REGENWETTER UND HUNDERT KANARIENVÖGEL

    Ein paar Tage später wacht Elke morgens vorzeitig auf. Der Wind heult ums Haus, und wie aus Eimern geschüttet klatscht der Regen an die Fensterscheibe.
    „Du — Katje — es gießt“, sagt Elke und rüttelt die Freundin an der Schulter. „Es regnet ganz entsetzlich.“
    „Laß es doch regnen — dann schlafen wir länger“, antwortet Katje und dreht sich auf die andere Seite. Wenige Augenblicke später hört die Freundin ihre tiefen, regelmäßigen Atemzüge. Katje ist bereits wieder eingeschlafen.

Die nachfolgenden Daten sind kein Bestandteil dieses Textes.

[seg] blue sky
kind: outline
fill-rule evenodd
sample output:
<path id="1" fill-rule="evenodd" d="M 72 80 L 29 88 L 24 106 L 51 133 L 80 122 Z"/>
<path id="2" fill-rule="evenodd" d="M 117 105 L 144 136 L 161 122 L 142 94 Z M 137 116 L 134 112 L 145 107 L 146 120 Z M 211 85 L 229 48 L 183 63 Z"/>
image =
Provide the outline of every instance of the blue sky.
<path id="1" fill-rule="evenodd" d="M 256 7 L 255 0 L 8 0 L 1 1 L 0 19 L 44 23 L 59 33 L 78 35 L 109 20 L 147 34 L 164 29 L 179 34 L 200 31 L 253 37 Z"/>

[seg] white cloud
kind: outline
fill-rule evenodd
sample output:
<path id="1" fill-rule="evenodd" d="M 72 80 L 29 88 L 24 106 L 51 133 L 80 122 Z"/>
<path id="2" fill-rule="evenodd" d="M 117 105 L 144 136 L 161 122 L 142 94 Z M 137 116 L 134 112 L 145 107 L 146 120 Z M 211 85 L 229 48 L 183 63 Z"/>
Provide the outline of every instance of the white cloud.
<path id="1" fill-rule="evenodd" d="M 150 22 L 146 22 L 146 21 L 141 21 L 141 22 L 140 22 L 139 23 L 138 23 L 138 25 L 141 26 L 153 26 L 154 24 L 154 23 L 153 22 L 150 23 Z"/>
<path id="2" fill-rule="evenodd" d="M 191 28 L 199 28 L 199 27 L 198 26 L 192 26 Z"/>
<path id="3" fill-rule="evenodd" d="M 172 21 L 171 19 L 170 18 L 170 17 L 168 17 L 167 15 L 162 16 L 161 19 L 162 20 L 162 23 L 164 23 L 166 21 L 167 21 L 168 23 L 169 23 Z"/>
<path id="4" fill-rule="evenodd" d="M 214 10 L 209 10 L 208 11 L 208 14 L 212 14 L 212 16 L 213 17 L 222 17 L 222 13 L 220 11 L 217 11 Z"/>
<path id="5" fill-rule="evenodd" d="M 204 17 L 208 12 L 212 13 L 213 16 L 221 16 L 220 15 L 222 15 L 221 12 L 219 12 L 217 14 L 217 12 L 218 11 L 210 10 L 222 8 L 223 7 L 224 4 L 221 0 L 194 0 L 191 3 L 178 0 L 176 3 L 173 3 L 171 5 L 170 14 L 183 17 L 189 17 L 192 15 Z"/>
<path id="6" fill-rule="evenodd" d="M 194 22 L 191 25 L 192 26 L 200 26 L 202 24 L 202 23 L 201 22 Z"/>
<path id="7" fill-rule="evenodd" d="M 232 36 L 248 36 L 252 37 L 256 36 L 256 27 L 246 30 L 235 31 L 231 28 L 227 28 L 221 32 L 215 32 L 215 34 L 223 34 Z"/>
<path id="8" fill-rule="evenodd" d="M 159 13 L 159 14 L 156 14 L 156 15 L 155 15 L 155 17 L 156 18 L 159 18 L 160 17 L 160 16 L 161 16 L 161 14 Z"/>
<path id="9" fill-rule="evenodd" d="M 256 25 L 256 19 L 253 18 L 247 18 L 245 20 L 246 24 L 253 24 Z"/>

    Elke horcht in den Regen hinaus. Sie denkt an Boxer. Der steht bei dem furchtbaren Wetter jetzt mutterseelenallein irgendwo in den Dünen, denkt sie. Sie haben in den letzten Tagen so schön mit ihm gespielt, und das Futter, das sie für ihn von den Wattwiesen geholt haben, mochte er schrecklich gern. Er wartet auf sie — bestimmt, aber wenn es so weiter klatscht, gehen sie heute doch gar nicht hin zu ihrer Burg. Es ist ein weiter Weg, und zuerst geht es lange querfeldein durch die Heide. Man kriegt so nasse Füße.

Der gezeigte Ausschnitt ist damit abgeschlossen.